Negara Abai Terhadap Bencana yang Terus Berulang


Oleh Sriyanti

Ibu Rumah Tangga, pegiat literasi 



Angin kencang dan banjir bandang menerjang wilayah Kabupaten Bandung yaitu di Kecamatan Baleendah,  Ciparay dan Arjasari pada Senin 25 Desember 2023 lalu. Akibat kejadian tersebut 78 rumah warga mengalami kerusakan dengan kategori berat dan ringan, bahkan dilaporkan ada bangunan roboh hingga rata dengan tanah.


Sementara itu, banjir bandang juga terjadi di daerah Dayeuhkolot, yang menyebabkan 303 unit rumah terendam. Badan Meteorologi Klimatologi dan Geofisika (BMKG) setempat memperkirakan bahwa, cuaca ekstrem yang ditandai dengan angin kencang dan hujan deras disertai petir masih akan berlangsung hingga akhir tahun. (CNN Indonesia 26/12/2023)


Memasuki bulan Januari, curah hujan masih cukup tinggi. BMKG sendiri mengimbau pemerintah dan masyarakat, agar lebih waspada dan antisipatif terhadap kemungkinan  terjadinya musibah, juga pentingnya persiapan dan mitigasi dalam menghadapi perubahan cuaca. 


Fenomena alam seperti banjir, angin kencang, longsor dan sebagainya, memang sudah biasa terjadi. Terlebih secara geografis dan ekologis negeri ini rawan terhadap potensi bencana. Namun ketika terus menjadi langganan, ada hal yang patut kita evaluasi. Apakah itu terjadi secara alamiah, ataukah ada faktor lain?


Faktanya kita dapati saat ini, keseimbangan alam dan kelestarian lingkungan semakin mengalami kerusakan, akibat keserakahan manusia itu sendiri. Bagaimana tidak, lahan perbukitan, hutan yang lebat telah dialihfungsikan untuk berbagai kepentingan bisnis. Pembangunan pabrik-pabrik industri, perumahan, pariwisata, juga infrastruktur tambahan,  masif terus dibangun. Banjir makin meluas, ada wilayah yang tadinya tidak banjir, sekarang tidak bisa terhindar dari banjir.
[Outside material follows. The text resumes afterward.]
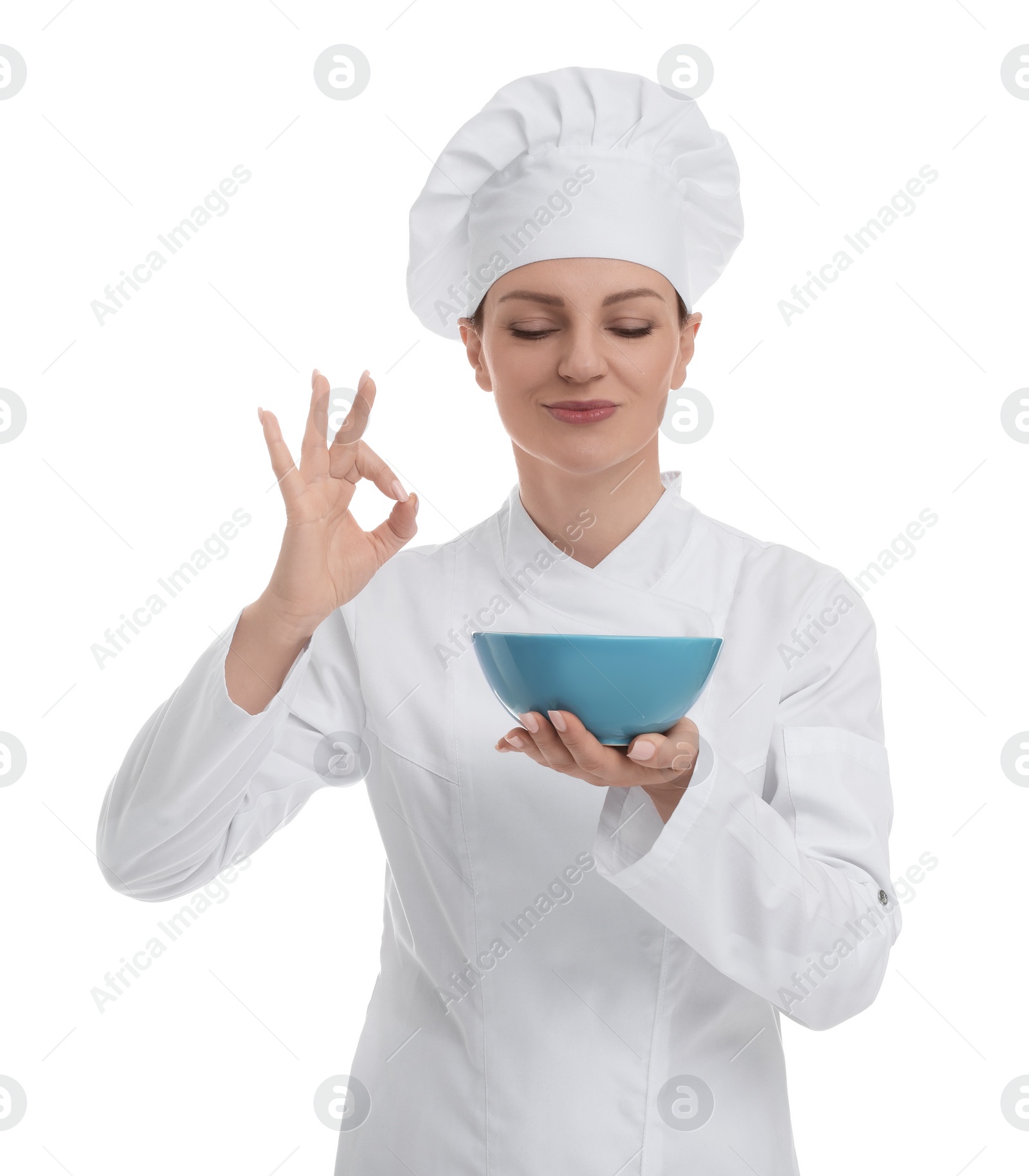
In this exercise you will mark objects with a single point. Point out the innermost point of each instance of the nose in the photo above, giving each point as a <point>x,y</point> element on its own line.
<point>583,358</point>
Sayangnya, terkait pengalihfungsian lahan, alih-alih bisa dicegah oleh penguasa, justru penguasalah yang memberikan legitimasi melalui regulasi yang berlaku.


Rakyat dibikin menderita mengahadapi bencana berulang. Seolah tidak ada solusi selain pasrah menghadapi. 

Seperti inilah kondisi rakyat di bawah kepengurusan sistem kapitalisme sekular. Kapitalisme telah membentuk karakter penguasa yang mendahulukan keuntungan dibandingkan keselamatan rakyat. Bukannya berpikir keras menghilangkan faktor penyebab, malah berbagi keuntungan dengan para pengusaha.

Oleh karena itu kita tidak bisa berharap, bencana akan segera sirna selama kapitalisme diterapkan di negeri ini.


Lain kapitalisme lain pula Islam. Islam mempunyai pandangan bahwa alam tempat kita tinggal ini merupakan karunia dari Sang Pencipta  yang wajib kita jaga. Islam memiliki mekanisme yang menjamin kelestarian dan keseimbangan alam tetap terjaga. Melalui penetapan 3 kepemilikan, yaitu kepemilikan individu, kepemilikan negara, dan kepemilikan umum, negara tidak memiliki wewenang sedikitpun memberikan izin alihfungsi lahan seperti hutan dan perbukitan untuk perumahan ataupun lainnya. Karena perbukitan dan hutan termasuk kepemilikan umum yang tidak boleh diserahkan kepada pengusaha dalam pengelolaannya. Penguasa wajib menjaganya tetap lestari menjadi wilayah penahan air, sehingga di musim kemarau menyimpan air cadangan. Penguasa dalam sistem Islam berfungsi sebagai pelaksana syariat untuk mengurusi seluruh rakyatnya. Rasulullah saw. bersabda:


"Imam/pemimpin adalah penggembala bagi rakyatnya, kelak ia akan dimintai pertanggung jawaban atasnya." (HR Bukhari)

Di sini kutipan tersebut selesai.